Take it away, EKD. And mind the raisins, one's trying to crawl off the muffin.
Horror is all about subverting people’s expectations. In most fiction, readers expect certain structures to remain in place. The good guys will stay good, the bad guys will stay bad, the couple in love will end up together and evil will be properly punished.
Horror turns all that on its ear. Sometimes the good guys are doing the worst things imaginable, while the bad guy’s argument has a solid point to it. Sometimes the couple in love gets separated by fate and never gets back together again. And sometimes, evil wins, and everyone left standing has to figure out what to do with themselves.
To that extent, horror is sometimes a more true representation of real life than any other form of fiction, even if it is the genre that focuses on snarly beasties and things that go chomp in the night. Real life is messy, and sometimes the ending sucks.
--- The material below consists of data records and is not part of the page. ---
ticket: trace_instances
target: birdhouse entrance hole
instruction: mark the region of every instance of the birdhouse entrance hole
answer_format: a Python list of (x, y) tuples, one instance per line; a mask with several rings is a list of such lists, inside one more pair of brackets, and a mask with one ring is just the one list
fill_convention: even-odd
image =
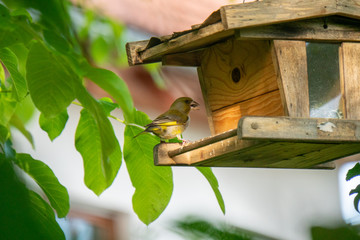
[(358, 1), (223, 6), (127, 53), (130, 65), (198, 69), (212, 136), (157, 145), (157, 165), (331, 168), (360, 153)]

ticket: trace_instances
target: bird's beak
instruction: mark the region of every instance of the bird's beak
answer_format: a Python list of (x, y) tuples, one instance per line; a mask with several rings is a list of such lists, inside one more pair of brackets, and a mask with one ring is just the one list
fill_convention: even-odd
[(200, 109), (199, 106), (200, 106), (200, 104), (197, 103), (197, 102), (195, 102), (195, 101), (192, 101), (191, 104), (190, 104), (190, 107), (191, 107), (191, 109), (193, 109), (193, 110), (199, 110), (199, 109)]

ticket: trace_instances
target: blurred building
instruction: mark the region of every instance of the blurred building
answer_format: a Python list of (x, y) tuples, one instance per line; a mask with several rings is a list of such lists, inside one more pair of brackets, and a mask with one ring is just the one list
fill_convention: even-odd
[[(87, 7), (127, 24), (128, 41), (146, 39), (149, 35), (166, 35), (201, 23), (220, 6), (242, 2), (226, 0), (78, 0)], [(112, 69), (114, 70), (114, 69)], [(203, 102), (196, 69), (166, 67), (161, 70), (166, 87), (159, 89), (142, 66), (115, 69), (127, 82), (138, 109), (155, 117), (179, 96), (190, 96)], [(98, 97), (103, 93), (89, 85)], [(164, 213), (149, 227), (140, 222), (132, 210), (134, 189), (123, 163), (113, 185), (97, 197), (83, 182), (83, 165), (74, 148), (74, 135), (79, 119), (78, 106), (69, 109), (70, 119), (61, 136), (50, 142), (33, 120), (36, 150), (34, 158), (46, 162), (70, 193), (71, 212), (61, 221), (67, 237), (77, 239), (182, 239), (171, 231), (171, 222), (187, 215), (202, 216), (210, 221), (223, 221), (240, 228), (259, 232), (275, 239), (310, 239), (310, 227), (334, 226), (344, 222), (341, 204), (352, 204), (344, 189), (344, 171), (292, 169), (213, 169), (226, 204), (224, 216), (211, 187), (196, 169), (176, 167), (174, 192)], [(116, 113), (121, 117), (121, 113)], [(210, 135), (205, 110), (195, 113), (184, 137), (196, 140)], [(113, 122), (120, 144), (123, 126)], [(15, 136), (21, 139), (22, 137)], [(17, 149), (31, 148), (24, 140)], [(24, 150), (25, 151), (25, 150)], [(350, 160), (359, 159), (352, 158)], [(343, 160), (339, 162), (339, 167)], [(346, 172), (346, 171), (345, 171)], [(344, 196), (345, 194), (345, 196)], [(342, 199), (342, 200), (340, 200)], [(345, 199), (345, 200), (344, 200)], [(344, 202), (346, 201), (346, 202)], [(353, 214), (353, 213), (350, 213)], [(344, 215), (349, 218), (349, 213)], [(107, 232), (106, 233), (103, 232)], [(111, 232), (111, 233), (110, 233)], [(97, 238), (87, 238), (89, 233)], [(71, 235), (73, 234), (73, 235)], [(105, 234), (105, 235), (103, 235)]]

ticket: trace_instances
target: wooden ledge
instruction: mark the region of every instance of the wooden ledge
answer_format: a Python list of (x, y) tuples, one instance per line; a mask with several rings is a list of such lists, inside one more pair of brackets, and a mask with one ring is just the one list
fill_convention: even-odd
[(181, 146), (154, 148), (158, 166), (333, 169), (328, 163), (360, 152), (360, 121), (243, 117), (237, 129)]

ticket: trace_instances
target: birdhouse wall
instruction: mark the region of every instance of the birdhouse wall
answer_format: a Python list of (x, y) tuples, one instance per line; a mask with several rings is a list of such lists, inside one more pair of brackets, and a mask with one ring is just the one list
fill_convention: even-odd
[(285, 115), (309, 117), (306, 42), (274, 40), (273, 58)]
[(360, 120), (360, 44), (342, 43), (339, 58), (344, 118)]
[(242, 116), (285, 114), (267, 40), (206, 48), (198, 72), (212, 134), (236, 128)]

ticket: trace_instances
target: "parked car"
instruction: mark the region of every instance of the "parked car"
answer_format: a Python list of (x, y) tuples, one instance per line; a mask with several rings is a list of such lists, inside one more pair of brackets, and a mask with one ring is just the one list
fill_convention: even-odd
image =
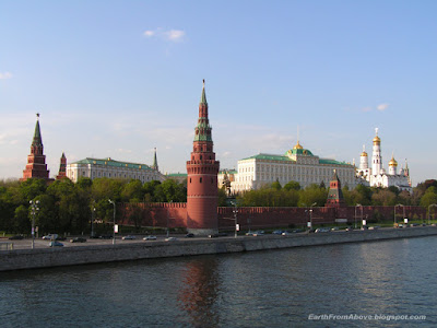
[(58, 238), (58, 237), (59, 237), (58, 234), (48, 234), (48, 235), (43, 236), (43, 239), (45, 239), (45, 241), (56, 241), (56, 238)]
[(86, 239), (82, 237), (75, 237), (70, 239), (70, 243), (85, 243), (85, 242)]
[(63, 244), (61, 242), (55, 241), (55, 242), (50, 242), (48, 244), (49, 247), (63, 247)]
[(102, 235), (99, 236), (101, 239), (113, 239), (114, 236), (113, 235)]
[(23, 235), (15, 235), (15, 236), (9, 237), (10, 241), (21, 241), (21, 239), (23, 239), (23, 238), (24, 238)]

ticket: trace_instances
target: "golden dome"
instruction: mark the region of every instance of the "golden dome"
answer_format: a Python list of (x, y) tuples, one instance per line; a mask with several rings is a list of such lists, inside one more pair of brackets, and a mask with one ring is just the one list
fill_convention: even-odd
[(297, 140), (297, 143), (293, 149), (304, 149), (304, 148), (300, 145), (299, 141)]

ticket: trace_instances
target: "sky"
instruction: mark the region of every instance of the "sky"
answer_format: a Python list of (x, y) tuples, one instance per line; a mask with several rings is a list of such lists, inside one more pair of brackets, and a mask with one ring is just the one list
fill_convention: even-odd
[(297, 140), (323, 159), (392, 154), (437, 178), (437, 1), (0, 1), (0, 179), (40, 114), (62, 152), (186, 173), (205, 79), (221, 168)]

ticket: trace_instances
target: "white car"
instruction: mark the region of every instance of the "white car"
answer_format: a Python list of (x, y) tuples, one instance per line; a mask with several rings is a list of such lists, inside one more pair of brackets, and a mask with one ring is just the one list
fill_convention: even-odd
[(43, 239), (45, 239), (45, 241), (56, 241), (57, 238), (58, 238), (57, 234), (48, 234), (48, 235), (43, 236)]

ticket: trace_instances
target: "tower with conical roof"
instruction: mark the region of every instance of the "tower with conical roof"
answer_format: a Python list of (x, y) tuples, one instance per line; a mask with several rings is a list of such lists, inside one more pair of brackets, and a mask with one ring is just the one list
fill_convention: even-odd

Such as it is in horror.
Sometimes the horror is based on another reality, a fantasy world that operates by its own rules.
Magic exists, goblins lurk in the corners and if something’s out of place, a wizard did it. That can be fun, because any time you get bored, you can invent something to shake things up. Your monsters are wholly your own creation, and if you decide that they can change their shapes and fly as well, that’s your world.
Then there’s the horror based in our own world. It’s the icky germ that turns people into flesh-eating zombies, or the serial killer that skulks through the alleys outside the bars.
In either case, the rules matter. Even if a wizard did it, the rules governing the magic must be consistent. If the spell doesn’t work on dogs in Chapter 3, it can’t work on dogs in Chapter 15 unless you’ve got a solid non-cheating reason why. Nothing causes a reader to throw a book across the room faster than a writer who’s cheating.
And what’s more, we writers know when we’re cheating. We just hope nobody notices.
My favorite kind of horror is the kind that falls in between real-world horror and the fantastical reality. By day, I write about real horror. I write about murders and car crashes and the mundanity of the real world. Most real-life violence is brutish and stupid, drunken fury that ends a life and leaves a perpetrator standing over the mess wondering what the hell just happened. It doesn’t make for good fiction, just nightmares.
But I never can get completely away from the real world. These days, horror likes to hide under words like “dark fantasy” or “urban fantasy,” as though the horrors skulking in city alleys need softer words to describe them. The Nocturne series lies between absolute fantasy and the real world by imagining an alternate version of reality: what if vampires walk among us, but they’re considered second-class citizens without the same legal rights as humans?
They work the night shift. They work the jobs humans don’t want because they’re too messy or too dangerous. They can’t get sick and they never die, but they’re very strong, so they make the perfect workers. And because they don’t have the same rights as the rest of us, you don’t have to worry about how they’re treated.
Melinda Snodgrass wrote it 26 years ago in an episode of Star Trek: The Next Generation, calling them “disposable people.” Of course, she was writing about androids – or was she? Haven’t we always had disposable people, doing the hard jobs on the night shift?
I based my alternate Memphis in the Nocturne books on the Jim Crow laws of the 20th century. Those laws created a legal structure in which two races had two different systems of justice, of society, of life and death – systems we are still unraveling today. And those stories don’t always have a happy ending, as we all know.
Horror is about more than the thing crawling under the bed or the guy with the knife in the alley. Horror tells us things about ourselves, often things we don’t want to know. And if you can’t guess the ending, we have done our jobs as horror writers.
Elizabeth Donald is a dark fiction writer fond of things that go chomp in the night. She is a three-time winner of the Darrell Award for speculative fiction and author of the Nocturne vampire mystery series and Blackfire zombie series, as well as other novels and short stories in the horror, science fiction and fantasy genres. She is the founder of the Literary Underworld author cooperative; an award-winning newspaper reporter and lecturer on journalism ethics; a nature and art photographer; freelance editor and writing coach. She lives with her husband and her son in a haunted house in Illinois. In her spare time, she has no spare time. Her latest release is Nocturne Infernum, a trilogy of vampire mysteries set in a dark alternate Memphis.